L’industrie de la sécurité et des techniques de défense constitue un pilier essentiel d’une politique suisse de sécurité indépendante. Elle garantit que l’armée, la police et les sociétés de sécurité privées soient correctement équipées pour accomplir leur mission en faveur de la population.
«Il est important pour la sécurité nationale de préserver la capacité industrielle de l’industrie d’armement suisse», peut-on lire dans le Rapport sur la politique de sécurité 2010. Nombre d’autres documents officiels soulignent l’importance d’une industrie de défense nationale (1). En outre, la population suisse s’est exprimée à plusieurs reprises en faveur du maintien d’une industrie de la sécurité performante – la dernière fois en date en rejetant sans appel l’initiative du GSsA pour l’interdiction des exportations en novembre 2009.
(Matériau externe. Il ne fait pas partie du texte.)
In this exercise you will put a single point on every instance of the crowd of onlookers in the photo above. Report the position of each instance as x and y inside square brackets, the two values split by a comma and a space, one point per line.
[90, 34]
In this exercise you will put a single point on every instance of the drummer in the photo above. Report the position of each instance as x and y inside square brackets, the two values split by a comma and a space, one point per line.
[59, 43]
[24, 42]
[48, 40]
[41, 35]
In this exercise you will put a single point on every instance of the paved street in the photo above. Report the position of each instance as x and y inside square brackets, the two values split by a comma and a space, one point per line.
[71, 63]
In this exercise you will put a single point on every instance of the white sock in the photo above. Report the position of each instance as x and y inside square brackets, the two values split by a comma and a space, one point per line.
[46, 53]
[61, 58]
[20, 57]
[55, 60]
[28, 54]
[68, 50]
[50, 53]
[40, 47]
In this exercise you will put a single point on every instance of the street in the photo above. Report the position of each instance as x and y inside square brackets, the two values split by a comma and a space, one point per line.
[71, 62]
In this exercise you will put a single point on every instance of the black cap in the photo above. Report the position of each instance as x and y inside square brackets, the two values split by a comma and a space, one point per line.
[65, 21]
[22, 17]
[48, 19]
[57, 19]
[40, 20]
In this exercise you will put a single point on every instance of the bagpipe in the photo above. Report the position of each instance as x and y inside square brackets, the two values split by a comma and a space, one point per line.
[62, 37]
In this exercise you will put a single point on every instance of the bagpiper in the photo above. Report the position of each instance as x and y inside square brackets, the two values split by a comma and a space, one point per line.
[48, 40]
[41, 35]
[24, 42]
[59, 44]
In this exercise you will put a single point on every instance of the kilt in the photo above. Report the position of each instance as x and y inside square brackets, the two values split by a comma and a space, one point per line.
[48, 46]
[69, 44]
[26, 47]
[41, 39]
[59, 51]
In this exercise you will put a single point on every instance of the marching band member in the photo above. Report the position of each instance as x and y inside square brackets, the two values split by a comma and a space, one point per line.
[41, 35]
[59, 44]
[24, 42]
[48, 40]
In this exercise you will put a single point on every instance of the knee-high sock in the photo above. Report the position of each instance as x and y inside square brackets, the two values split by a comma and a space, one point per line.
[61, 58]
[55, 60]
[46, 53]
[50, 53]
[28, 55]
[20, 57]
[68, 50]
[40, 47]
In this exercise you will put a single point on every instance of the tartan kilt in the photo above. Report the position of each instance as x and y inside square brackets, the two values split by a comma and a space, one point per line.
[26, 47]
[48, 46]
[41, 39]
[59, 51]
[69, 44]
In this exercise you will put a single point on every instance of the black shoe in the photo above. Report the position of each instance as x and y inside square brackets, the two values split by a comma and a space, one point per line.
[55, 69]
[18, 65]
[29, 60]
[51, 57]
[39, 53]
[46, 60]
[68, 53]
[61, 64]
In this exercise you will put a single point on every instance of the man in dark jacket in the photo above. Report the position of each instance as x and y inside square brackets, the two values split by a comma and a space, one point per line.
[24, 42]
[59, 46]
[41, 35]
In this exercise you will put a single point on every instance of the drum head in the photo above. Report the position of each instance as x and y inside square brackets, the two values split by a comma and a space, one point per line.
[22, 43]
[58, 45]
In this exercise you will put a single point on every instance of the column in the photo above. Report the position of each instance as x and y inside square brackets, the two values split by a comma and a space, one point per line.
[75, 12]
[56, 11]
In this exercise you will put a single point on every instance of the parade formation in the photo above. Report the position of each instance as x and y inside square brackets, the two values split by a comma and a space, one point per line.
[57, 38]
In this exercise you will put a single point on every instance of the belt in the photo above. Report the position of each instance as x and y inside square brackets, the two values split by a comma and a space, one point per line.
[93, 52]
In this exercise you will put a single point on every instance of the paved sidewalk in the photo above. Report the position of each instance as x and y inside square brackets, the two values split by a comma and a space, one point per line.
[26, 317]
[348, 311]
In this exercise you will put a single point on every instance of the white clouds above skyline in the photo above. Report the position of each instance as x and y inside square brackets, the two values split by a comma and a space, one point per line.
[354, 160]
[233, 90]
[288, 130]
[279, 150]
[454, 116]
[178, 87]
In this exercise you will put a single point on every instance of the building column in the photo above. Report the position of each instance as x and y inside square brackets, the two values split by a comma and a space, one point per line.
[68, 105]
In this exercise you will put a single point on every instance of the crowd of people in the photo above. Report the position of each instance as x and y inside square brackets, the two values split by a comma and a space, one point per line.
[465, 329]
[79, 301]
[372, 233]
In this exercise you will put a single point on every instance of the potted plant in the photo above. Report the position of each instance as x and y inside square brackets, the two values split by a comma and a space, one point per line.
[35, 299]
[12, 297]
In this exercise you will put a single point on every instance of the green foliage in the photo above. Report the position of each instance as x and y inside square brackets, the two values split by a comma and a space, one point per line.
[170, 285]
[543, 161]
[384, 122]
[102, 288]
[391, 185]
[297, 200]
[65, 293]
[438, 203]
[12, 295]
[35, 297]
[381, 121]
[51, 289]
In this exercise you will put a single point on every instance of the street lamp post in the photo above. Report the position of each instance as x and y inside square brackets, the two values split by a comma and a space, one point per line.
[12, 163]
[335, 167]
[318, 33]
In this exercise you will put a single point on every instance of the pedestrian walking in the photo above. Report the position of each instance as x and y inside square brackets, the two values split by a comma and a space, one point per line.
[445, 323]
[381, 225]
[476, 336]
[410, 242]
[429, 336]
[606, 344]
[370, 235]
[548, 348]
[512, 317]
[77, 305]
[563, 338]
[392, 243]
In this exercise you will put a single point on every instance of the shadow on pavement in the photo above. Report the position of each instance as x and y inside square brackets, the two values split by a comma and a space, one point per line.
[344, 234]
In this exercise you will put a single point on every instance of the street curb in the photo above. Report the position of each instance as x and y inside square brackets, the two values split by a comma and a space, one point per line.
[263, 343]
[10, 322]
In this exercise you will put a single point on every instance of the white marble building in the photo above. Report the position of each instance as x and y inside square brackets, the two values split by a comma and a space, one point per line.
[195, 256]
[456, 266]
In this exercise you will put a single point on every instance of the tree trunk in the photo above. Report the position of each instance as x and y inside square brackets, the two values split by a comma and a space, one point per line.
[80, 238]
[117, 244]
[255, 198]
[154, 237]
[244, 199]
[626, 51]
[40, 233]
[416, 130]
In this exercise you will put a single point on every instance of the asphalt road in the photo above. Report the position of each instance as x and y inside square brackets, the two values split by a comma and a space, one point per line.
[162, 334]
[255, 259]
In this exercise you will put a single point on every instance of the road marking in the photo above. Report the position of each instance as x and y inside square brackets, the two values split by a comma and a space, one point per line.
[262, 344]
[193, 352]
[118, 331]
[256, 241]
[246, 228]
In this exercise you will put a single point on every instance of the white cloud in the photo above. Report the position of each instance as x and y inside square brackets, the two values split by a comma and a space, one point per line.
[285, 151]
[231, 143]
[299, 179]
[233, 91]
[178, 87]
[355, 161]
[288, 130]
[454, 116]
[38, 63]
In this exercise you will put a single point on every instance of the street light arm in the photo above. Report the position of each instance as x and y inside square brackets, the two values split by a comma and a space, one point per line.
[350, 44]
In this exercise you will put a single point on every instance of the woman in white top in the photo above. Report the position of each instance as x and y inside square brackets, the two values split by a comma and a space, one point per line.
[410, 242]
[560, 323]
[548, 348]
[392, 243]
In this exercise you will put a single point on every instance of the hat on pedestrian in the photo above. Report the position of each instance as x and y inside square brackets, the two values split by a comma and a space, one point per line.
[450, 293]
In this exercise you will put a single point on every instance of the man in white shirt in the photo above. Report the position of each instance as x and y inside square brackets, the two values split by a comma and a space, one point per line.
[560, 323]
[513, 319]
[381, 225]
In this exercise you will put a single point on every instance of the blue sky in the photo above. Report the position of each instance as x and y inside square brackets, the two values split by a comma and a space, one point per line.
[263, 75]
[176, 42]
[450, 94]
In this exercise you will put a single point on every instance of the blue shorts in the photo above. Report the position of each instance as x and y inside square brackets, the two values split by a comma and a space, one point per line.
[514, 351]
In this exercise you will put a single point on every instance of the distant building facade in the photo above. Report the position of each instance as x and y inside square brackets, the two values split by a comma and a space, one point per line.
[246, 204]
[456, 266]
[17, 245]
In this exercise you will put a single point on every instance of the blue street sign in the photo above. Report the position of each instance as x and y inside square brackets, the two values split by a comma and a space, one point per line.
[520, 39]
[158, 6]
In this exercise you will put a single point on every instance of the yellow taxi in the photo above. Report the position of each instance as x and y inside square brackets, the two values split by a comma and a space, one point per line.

Le matériel protège notre milice
Quelle est exactement l’importance de disposer d’une base industrielle propre? Prenons l’exemple de l’armée, le principal acteur de la sécurité. La qualité de l’armée dépend d’une série de facteurs, comme le personnel, la doctrine, l’instruction, l’organisation et aussi le matériel. L’armée, ainsi que les citoyennes et citoyens effectuant leur service militaire, ont le droit de disposer du matériel le plus adéquat pour l’accomplissement de leur mission. La qualité du matériel a donc un impact non seulement sur le succès des interventions, mais aussi, en dernière conséquence, sur la vie des soldats.
Naturellement, s’approvisionner de manière entièrement autonome en matériel de défense national n’est ni réaliste, ni souhaitable pour un petit pays comme la Suisse. Mais, même sans viser l’autarcie, une industrie nationale des techniques de défense forte accroît la sécurité nationale. Premièrement, le niveau d’indépendance d’approvisionnement détermine la mesure dans laquelle la Suisse dépendrait d’autres Etats et d’entreprises étrangères en cas de crise. Deuxièmement, une indépendance unilatérale est ainsi remplacée par des dépendances mutuelles, ce qui accroît la liberté d’action de la Suisse.
La montée en puissance requiert des capacités industrielles
Ces dernières années, l’armée suisse a de plus en plus été réorientée pour faire face à des interventions probables. Que l’on se félicite de cette évolution ou qu’on la critique, elle est une réalité. Le «système de montée en puissance» prévoit que l’armée n’ait pas en permanence la pleine capacité de défense contre une attaque militaire (pouvoir-faire). Il se limite à préserver et à développer les connaissances et capacités requises à cet effet (savoir-faire).
Pour que le matériel nécessaire puisse être acquis en temps voulu, il faut une planification à long terme et des capacités industrielles. En effet, des fabricants basés en Suisse donneraient assurément la priorité aux commandes de l’armée suisse, tandis que les industries d’armement étrangères satisferaient en premier lieu les besoins de leur patrie et de ses alliés.
L’industrie suisse est soumise à un régime très strict des exportations.
Dans une comparaison internationale, la législation suisse en matière d’exportations des techniques de défense est très stricte. Elle a les suffrages de l’industrie suisse d’exportation, qui la respecte dans son intégralité. Les rares cas de transfert illégal de biens d’équipements exportés – comme les grenades à main suisses que l’on suppose être réapparues en Syrie – sont regrettables, mais ne peuvent être totalement exclus, ni pour les technique de défense ni pour les autres biens d’exportation. Un renforcement de la législation sur les exportations raterait sa cible et pénaliserait les entreprises suisses de haute technologie agissant dans les règles.
Voir aussi le site du Cercle de travail Sécurité et techniques de défense (www.cstd.ch), dont Jean-François Rime est le co-président.
(1) Par exemple: Rapport sur la politique de sécurité du 23 juin 2010, Rapport sur l’armée du 1er octobre 2010, Principes du Conseil fédéral en matière de politique d’armement du DDPS du 30 juin 2010, Message concernant l’initiative populaire «pour l’interdiction d’exporter du matériel de guerre» du 27 août 2008, article 1 de la loi sur le matériel de guerre (LFMG) du 13 décembre 1996.